We found no allelic or genotypic distribution differences of the SNCA marker rs356219 in patients with IRBD and in controls. However, we found an association of the MAPT polymorphism rs1800547 with IRBD. More specifically, we found that the frequency of the MAPT H2/H2 genotype which is protective for PD[3,4] was underrepresented in our patients with IRBD. This association held statistically significant after adjusting for sex and age as covariates (odds ratio = 0.16; 95% confidence interval = 0.04–0.69; p = 0.002; table). Moreover, we observed that MAPT genotypes in patients with IRBD, but not in controls, were not in the Hardy-Weinberg equilibrium (p = 0.049), a finding which is consistent with previous observations for disease-linked loci in disease-affected individuals.[6]
Table
Distribution of genotypic frequencies of SNCA and MAPT polymorphisms in patients with IRBD (n = 121) and sex- and age-matched healthy controls (n = 175)

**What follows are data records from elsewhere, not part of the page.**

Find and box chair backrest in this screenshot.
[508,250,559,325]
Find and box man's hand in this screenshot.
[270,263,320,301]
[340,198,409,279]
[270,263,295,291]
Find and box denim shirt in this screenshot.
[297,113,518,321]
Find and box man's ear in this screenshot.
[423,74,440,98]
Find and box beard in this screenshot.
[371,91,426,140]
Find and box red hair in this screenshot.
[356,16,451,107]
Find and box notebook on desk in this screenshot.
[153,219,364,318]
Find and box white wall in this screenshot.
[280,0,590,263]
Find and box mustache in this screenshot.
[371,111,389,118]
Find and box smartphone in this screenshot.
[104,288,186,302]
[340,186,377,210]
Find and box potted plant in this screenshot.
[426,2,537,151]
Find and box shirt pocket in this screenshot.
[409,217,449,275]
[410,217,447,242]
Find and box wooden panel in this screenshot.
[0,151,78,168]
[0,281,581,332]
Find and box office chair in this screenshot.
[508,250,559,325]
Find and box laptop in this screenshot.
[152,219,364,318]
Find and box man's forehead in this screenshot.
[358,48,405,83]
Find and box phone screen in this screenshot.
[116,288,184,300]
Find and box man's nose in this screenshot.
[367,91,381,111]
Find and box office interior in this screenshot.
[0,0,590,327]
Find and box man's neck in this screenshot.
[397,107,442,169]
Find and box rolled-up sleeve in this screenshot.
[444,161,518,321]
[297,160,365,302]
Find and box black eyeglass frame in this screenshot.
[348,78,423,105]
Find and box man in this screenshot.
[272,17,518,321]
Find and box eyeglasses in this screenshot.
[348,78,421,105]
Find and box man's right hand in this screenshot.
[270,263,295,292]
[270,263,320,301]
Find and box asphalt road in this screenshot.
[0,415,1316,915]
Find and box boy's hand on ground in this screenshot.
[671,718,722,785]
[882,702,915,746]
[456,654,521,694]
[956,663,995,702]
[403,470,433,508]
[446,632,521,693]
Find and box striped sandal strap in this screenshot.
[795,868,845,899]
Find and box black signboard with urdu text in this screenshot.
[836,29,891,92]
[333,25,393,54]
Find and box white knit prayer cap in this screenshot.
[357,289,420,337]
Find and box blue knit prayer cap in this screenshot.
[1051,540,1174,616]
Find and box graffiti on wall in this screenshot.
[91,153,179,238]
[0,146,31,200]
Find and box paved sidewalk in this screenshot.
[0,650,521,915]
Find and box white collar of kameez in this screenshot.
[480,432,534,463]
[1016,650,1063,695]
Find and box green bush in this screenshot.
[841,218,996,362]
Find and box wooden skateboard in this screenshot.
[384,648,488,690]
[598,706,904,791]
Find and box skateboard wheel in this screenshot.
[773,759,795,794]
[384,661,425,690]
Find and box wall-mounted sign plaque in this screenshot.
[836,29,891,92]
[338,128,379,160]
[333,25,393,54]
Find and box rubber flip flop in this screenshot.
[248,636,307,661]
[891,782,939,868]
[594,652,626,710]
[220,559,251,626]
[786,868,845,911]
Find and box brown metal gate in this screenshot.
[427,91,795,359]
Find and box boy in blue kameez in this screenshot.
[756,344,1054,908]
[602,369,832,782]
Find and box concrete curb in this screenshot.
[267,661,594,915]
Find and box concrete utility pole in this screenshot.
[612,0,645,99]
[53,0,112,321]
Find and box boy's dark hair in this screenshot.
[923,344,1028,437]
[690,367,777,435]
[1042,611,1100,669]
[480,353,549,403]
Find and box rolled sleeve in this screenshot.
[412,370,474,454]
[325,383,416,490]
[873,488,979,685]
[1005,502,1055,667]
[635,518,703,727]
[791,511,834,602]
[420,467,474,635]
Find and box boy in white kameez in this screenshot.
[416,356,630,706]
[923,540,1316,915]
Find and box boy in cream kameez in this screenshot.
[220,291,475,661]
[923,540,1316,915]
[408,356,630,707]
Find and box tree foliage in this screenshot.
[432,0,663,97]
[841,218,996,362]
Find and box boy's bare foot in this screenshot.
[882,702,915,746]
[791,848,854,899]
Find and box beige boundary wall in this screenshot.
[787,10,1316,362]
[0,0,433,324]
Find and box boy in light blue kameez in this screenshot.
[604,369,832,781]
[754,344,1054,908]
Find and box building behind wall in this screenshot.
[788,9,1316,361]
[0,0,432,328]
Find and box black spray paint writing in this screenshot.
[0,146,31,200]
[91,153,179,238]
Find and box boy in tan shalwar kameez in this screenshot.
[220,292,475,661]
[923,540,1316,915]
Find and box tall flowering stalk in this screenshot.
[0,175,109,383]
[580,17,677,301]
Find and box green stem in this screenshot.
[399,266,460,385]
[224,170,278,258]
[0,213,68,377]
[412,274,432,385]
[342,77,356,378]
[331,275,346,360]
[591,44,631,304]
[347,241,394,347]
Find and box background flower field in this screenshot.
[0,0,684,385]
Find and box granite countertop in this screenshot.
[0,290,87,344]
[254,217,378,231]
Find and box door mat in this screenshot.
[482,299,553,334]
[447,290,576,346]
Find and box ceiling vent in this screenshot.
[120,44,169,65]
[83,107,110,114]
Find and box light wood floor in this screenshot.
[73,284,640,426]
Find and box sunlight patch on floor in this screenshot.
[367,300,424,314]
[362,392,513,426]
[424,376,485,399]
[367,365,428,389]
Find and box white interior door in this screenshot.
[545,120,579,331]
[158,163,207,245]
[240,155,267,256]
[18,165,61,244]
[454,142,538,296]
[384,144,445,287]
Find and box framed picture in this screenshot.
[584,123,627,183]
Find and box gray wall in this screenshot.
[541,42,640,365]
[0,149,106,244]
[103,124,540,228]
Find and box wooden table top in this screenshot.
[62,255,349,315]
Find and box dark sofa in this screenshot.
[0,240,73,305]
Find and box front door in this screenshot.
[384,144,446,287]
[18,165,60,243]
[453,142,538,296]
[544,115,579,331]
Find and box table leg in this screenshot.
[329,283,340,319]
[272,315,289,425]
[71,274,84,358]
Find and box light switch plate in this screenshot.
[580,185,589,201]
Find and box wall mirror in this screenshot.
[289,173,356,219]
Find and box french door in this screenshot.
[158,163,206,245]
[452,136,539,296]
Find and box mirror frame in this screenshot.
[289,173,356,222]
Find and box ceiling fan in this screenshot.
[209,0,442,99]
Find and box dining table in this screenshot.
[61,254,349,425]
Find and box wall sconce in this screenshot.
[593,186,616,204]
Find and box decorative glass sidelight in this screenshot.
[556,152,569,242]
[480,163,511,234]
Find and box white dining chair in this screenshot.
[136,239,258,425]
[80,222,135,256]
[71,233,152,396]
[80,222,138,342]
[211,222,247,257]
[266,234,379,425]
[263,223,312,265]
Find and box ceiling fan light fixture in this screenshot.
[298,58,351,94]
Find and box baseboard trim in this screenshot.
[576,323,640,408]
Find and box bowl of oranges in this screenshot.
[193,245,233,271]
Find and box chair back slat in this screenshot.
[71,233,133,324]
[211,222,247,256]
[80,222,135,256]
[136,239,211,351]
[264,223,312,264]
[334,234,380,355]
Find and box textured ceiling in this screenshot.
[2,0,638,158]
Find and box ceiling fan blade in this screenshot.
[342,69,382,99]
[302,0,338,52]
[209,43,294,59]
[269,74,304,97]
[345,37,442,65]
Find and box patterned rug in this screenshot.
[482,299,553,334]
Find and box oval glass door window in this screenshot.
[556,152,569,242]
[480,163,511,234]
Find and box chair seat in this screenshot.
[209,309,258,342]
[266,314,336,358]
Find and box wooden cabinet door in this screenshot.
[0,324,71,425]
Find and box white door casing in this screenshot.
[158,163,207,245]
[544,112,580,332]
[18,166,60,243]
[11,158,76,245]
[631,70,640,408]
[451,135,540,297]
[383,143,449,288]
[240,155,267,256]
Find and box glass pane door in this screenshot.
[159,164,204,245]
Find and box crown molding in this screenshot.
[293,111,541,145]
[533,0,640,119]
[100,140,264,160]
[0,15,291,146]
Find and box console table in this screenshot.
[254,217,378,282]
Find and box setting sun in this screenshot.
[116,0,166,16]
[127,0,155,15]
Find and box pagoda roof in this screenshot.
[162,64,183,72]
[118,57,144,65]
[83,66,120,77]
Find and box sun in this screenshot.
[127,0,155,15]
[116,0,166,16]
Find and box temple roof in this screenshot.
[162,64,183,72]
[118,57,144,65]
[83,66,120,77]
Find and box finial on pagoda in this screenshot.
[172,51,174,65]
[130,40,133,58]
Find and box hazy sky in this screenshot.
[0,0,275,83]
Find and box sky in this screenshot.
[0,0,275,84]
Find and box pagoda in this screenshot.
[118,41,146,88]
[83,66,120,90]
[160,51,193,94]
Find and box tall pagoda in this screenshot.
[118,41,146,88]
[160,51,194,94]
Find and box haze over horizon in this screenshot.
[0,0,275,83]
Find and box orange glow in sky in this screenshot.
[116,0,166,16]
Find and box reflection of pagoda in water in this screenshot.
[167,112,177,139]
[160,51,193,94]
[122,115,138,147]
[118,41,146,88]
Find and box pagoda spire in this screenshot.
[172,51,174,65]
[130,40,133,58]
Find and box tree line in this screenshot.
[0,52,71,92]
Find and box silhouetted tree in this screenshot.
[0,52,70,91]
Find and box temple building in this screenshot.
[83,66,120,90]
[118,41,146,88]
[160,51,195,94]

Distribution of genotypic frequencies of SNCA and MAPT polymorphisms in patients with IRBD (n = 121) and sex- and age-matched healthy controls (n = 175)
Discussion.
We found that the MAPT marker rs1800547 is associated with IRBD. Consistently, we detected that the H2 variant which is protective for PD was underrepresented in our patients with IRBD. On the contrary, we did not find an association of the SNCA polymorphism rs356219 with IRBD. Altogether, these results are in agreement with another IRBD study reporting association for MAPT but not for SNCA polymorphisms.[7] Yet, markers in both studies were different. These data raise the question whether IRBD shares with PD the same genetic risk factors or whether, alternatively, IRBD represents a specific endophenotype of PD with only certain genetic risk factors shared in common by both conditions. The later might be a plausible explanation because, although IRBD is considered a prodrome of sPD, not all patients with sPD develop RBD prior to parkinsonism. Supporting this view, we have recently reported that pathogenic mutations in the leucine-rich repeat kinase 2 gene (LRRK2), which are the most frequent genetic cause of PD, are absent in our IRBD cohort.[5] One limitation of our study is the reduced number of patients with IRBD. Thus, future studies in larger cohorts are warranted to validate the association of MAPT with IRBD and also to further elucidate whether or not SNCA polymorphisms play a role in disease. We found that one polymorphism in MAPT which is associated with PD also modulates the propensity to IRBD. These results point toward an at least in part overlapping genetic susceptibility to both conditions in our Spanish population.